Lone security guards were now replaced with small groups of workers moving about the docks and preparing for the day. It was a cool summer morning, with a mist creeping off of the shore side and enveloping the ship. A large warehouse filled with Camry’s and Corolla’s stood a few hundred feet away. The harsh sodium lights carved out a brightly lit hole in the dense fog, like a stage for what was about to happen.
The quiet was abruptly interrupted by the loud click of a microphone being keyed on enormous loudspeakers. A guttural barking voice shouted out a short command that echoed across the waterfront. The command was followed by a stream of a few dozen workers jogging out of the warehouse onto the docks in their neat white uniforms and hardhats and forming a sharp line on the dock.
The voice on the loudspeaker boomed out again for a moment, snapping out a few short sentences in a very serious tone, and ending with a resounding “HA… HA…. HA.” At each HA the line of workers would execute their far-east version of a jumping jack.
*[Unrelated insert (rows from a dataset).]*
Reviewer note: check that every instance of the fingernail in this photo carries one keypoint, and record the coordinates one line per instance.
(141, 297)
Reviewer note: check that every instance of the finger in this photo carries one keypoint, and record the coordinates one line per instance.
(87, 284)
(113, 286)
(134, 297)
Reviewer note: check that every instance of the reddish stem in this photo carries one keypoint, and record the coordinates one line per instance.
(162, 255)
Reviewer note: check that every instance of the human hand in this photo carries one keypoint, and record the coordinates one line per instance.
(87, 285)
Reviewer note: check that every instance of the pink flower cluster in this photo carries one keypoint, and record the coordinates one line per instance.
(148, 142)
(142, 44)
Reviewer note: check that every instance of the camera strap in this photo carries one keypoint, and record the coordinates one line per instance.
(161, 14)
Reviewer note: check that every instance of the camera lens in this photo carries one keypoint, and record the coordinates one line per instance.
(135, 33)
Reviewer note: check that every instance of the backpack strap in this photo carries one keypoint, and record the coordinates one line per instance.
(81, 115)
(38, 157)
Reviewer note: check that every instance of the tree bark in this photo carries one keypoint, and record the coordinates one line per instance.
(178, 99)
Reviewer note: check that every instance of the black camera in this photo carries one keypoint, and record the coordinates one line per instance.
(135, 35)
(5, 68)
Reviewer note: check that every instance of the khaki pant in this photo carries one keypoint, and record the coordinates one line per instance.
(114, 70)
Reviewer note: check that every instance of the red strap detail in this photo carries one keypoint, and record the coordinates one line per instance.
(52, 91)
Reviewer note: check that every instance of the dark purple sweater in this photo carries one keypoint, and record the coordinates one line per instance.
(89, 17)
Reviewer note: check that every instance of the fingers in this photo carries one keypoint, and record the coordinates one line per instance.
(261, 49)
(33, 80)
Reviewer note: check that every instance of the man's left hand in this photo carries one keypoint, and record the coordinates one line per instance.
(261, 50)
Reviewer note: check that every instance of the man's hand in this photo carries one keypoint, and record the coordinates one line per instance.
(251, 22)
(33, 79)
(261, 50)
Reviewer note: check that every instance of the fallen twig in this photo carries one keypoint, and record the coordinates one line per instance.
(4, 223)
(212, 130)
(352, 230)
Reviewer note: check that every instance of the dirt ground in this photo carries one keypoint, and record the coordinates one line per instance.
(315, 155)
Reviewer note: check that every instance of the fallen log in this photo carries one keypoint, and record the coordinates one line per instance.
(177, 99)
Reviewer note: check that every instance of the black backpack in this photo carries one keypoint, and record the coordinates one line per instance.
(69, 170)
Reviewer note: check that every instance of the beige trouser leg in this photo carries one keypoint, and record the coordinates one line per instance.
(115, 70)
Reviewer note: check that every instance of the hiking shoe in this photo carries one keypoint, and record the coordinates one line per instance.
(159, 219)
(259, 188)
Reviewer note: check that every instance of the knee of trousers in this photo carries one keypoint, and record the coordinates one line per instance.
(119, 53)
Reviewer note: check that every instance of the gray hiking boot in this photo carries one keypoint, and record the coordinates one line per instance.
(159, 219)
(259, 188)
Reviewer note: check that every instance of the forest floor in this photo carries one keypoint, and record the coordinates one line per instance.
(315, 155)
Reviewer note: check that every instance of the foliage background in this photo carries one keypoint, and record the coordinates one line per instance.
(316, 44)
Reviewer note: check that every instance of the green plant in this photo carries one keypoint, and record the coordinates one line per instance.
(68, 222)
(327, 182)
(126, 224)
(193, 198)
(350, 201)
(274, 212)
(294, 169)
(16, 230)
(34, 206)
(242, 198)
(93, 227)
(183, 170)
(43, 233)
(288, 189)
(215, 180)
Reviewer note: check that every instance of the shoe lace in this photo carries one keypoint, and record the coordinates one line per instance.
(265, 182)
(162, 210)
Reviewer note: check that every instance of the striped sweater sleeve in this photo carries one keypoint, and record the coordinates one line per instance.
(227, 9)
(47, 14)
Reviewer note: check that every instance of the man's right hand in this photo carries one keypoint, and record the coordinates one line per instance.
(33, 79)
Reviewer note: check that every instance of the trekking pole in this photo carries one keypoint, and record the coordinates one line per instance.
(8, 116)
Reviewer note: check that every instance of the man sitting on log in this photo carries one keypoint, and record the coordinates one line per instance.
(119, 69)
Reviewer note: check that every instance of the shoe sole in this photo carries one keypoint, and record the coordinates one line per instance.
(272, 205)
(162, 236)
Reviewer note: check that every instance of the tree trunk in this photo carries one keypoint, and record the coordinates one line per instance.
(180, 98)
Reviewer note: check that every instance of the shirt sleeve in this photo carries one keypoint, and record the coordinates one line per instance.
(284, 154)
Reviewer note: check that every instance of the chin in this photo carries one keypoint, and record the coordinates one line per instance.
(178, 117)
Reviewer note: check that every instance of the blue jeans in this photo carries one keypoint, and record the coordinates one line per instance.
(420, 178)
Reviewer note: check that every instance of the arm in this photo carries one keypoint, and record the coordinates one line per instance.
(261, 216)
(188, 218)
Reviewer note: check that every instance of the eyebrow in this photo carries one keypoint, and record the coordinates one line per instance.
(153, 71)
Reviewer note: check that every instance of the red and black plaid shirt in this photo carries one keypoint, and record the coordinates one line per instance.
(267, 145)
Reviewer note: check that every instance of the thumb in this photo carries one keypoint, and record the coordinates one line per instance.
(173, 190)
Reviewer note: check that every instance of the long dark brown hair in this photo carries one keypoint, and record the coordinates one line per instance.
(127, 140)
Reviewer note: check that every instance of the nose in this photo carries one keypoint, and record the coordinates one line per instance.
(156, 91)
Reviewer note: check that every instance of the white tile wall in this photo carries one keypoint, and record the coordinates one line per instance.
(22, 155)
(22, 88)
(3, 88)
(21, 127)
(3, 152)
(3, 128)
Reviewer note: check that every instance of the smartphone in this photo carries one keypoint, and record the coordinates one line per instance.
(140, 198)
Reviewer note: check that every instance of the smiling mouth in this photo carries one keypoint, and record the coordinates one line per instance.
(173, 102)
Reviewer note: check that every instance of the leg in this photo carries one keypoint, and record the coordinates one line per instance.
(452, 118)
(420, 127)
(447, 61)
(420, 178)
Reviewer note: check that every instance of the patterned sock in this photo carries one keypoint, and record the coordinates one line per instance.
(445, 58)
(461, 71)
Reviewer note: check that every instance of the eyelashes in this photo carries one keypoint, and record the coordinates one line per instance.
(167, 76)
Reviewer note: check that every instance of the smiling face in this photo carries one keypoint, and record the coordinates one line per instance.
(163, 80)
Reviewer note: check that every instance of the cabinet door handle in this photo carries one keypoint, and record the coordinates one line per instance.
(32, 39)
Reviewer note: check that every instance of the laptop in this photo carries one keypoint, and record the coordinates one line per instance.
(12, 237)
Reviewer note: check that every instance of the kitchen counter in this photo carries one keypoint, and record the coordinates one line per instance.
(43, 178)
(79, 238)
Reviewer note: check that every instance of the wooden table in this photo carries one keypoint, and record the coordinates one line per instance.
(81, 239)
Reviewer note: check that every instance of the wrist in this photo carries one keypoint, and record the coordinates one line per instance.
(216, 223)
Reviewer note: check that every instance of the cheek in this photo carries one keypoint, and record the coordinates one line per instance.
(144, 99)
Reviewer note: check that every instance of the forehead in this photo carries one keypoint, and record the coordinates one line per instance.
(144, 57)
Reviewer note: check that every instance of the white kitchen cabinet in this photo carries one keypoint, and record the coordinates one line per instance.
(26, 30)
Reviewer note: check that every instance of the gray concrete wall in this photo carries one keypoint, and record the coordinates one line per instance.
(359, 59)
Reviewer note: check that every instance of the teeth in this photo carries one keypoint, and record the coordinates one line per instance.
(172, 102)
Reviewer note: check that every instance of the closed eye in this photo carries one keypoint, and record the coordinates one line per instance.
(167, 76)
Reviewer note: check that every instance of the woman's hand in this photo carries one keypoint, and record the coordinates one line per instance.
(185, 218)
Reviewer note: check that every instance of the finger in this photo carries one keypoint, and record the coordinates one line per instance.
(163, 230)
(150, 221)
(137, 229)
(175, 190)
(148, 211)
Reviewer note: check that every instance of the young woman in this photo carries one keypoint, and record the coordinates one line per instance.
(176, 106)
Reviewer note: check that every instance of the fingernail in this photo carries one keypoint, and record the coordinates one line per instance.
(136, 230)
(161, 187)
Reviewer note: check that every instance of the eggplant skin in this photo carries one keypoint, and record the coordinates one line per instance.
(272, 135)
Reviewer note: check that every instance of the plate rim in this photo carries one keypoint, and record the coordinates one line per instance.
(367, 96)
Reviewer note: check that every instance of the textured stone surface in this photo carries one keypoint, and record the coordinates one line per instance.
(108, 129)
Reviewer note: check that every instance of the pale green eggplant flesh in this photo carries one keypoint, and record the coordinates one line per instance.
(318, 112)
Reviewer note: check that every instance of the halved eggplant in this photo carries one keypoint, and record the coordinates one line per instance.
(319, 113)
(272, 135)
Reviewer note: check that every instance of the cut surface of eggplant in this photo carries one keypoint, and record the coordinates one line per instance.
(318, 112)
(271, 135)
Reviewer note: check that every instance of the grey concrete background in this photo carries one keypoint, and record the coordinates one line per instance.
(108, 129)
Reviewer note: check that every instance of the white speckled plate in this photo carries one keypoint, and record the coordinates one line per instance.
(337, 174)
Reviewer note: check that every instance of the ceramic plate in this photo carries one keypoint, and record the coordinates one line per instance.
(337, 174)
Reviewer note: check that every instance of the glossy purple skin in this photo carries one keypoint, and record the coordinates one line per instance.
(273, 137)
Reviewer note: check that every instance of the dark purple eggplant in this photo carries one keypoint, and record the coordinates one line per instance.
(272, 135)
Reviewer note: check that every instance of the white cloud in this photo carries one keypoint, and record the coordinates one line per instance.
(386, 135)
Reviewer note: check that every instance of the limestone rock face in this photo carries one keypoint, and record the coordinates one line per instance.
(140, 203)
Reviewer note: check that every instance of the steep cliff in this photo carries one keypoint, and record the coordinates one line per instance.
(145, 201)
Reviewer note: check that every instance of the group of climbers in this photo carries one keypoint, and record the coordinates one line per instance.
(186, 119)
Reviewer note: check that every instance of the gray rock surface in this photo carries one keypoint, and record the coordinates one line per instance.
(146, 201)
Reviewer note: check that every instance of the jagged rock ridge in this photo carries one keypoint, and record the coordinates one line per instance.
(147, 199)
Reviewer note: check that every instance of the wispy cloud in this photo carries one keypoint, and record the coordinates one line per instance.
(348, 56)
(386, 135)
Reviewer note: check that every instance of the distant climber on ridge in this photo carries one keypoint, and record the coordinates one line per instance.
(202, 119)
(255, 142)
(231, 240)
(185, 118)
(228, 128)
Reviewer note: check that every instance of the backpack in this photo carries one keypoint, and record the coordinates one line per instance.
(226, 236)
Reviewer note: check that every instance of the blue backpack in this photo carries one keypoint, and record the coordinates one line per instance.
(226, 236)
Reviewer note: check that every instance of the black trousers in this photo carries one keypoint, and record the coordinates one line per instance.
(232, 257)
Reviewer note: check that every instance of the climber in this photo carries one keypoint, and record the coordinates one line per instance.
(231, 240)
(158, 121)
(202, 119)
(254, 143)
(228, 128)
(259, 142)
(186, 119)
I watched in awe as the factory workers performed their morning company calisthenics. Toe touches, Jumping Jacks, strange wind milling movements, all punctuated by the stern “HA’s”. This was entertaining. Just when I thought it couldn’t get any better, the booming voice barked a particularly loud command, ending exercise time. The workers all turned and faced the factory, they took their hats off and then they all started singing. The thundering voice on the loudspeaker led the song, with the workers enthusiastically singing along. I could make out the word “Toyota” several times in the lyrics.
I was reasonably certain that workers at Ford and GM across the ocean and half a continent away in Detroit did not rise and sing the company song before starting their day. I wondered what other stark cultural differences were happening inside that warehouse.
The song ended, and the workers filed back into the warehouse, ready to start their day. Their muscles stretched, their blood flowing, and their devotion to mother Toyota affirmed. The morning routine was just one small part of the amazingly efficient and unique process that loaded 1300 cars in less than half the time that it takes anywhere else on earth.